Mr. Clause busied himself by cleaning some cups with a rag and listening to singing in the distance. All was quiet, until a group of loud chattering boys came by and piled into the taproom. They were the type of gang you avoided on the street, loud, rude, young, foolish. Stupid even. These are the reasons Mr. Clause smiled widely. He was afraid there might not be any tonight.

“What’re you lookin’ at gramps?” One of the boys sniggered as he sat down. 

“What’ll it be?” Mr. Clause replied, setting his cup back on the shelf. 

“Whiskey, for the lot of us.” He slapped down a handful of coin. 

“And try not to get hair in the glasses.” Another added, noting Mr. Clause’s long white beard. His friends laughed.

Each boy was given a bottle, then Mr. Clause sat back to watch his work. It took awhile, they drank and talked and laughed. Insulted the bartender once or twice. 

“Seems to me you need to lay off the beer, gramps!” The gang exploded into laughter at their joke, pointing to his round belly; one mimicked Santa Clause by going ho! Ho! Ho! And clutching their stomach.  

They ordered bottle after bottle. Each emptied their pockets and just… kept… drinking. They may have been teasing the old man but this brew was good! They marveled at just how much whiskey he had back there. 

It was around midnight when the stuff began to take effect. The oldest and most drunk of the crew reacted first. He was laughing at some stupid joke his friend made, when the smile dropped off his face. He coughed and bent over double, shuddering violently. Hacking and choking. His friends managed to pull themselves together enough to try and help him. 

“Mac, what’s wrong? Too many bottles?” A guy laid a hand on his shoulder just as the shaking boy collapsed on the floor. He turned cold and his body started changing, shrinking fast. Before anyone knew what was happening, Mac was gone and no-one could explain what lay on the ground in his stead.  

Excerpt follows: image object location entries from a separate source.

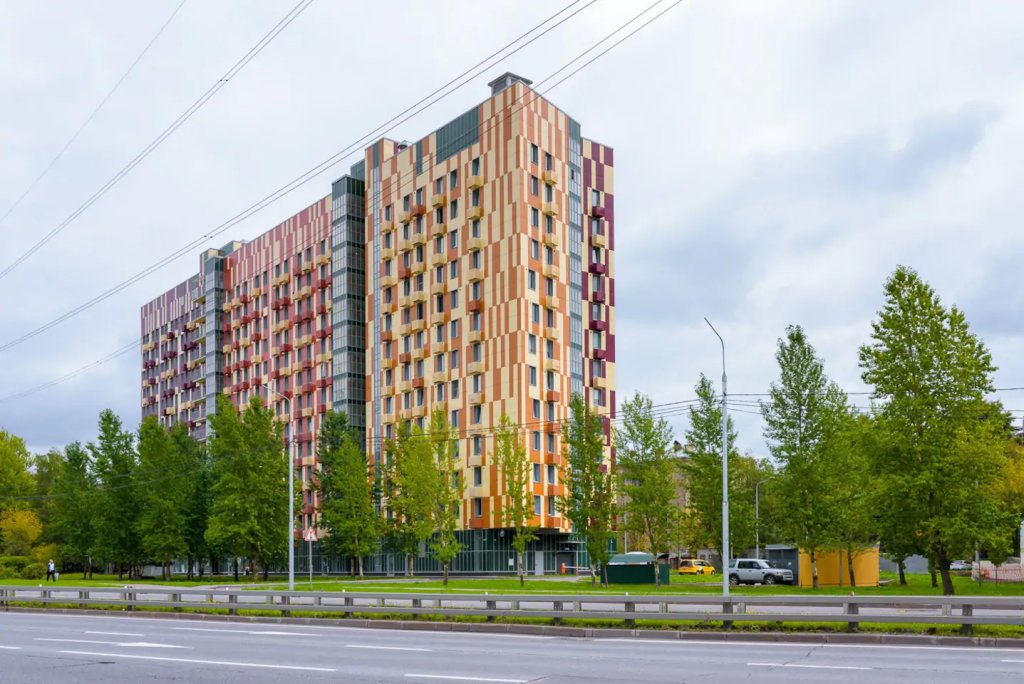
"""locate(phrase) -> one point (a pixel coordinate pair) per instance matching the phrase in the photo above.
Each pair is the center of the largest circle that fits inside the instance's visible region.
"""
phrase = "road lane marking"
(120, 644)
(265, 633)
(467, 679)
(230, 664)
(805, 667)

Someone dashed for the door, shrieking in terror, but he dropped too. They all did. Each shaking, coughing and changing. Every last one. All that was left were toys in each of their places. Not only had they changed, but their memories as well. No-one would miss this gaggle of miscreants, not even families.  

Mr. Clause rose to his feet and rubbed his hands together. He went around and gathered all the figurines lying on chairs, stools and floorboards. They made quite a tidy sum, he thought. At the back of the bar was a door, behind it a staircase and under that was a huge workshop. Shelf after shelf was lined with enough toys to satisfy every child in the world. From nutcrackers to dinosaurs, Mr. Clause had it all. He put each boy, now toy, in their proper places. It was nearly Christmas, just a few more nights and he would have all that he needed. 

“Oh all ye corrupt and wicked people. Do not despair! For instead, I have taken what was broken and will use give it to those who may yet need repair.” Mr. Clause took one more glance around and then hobbled back upstairs. There would be more to come.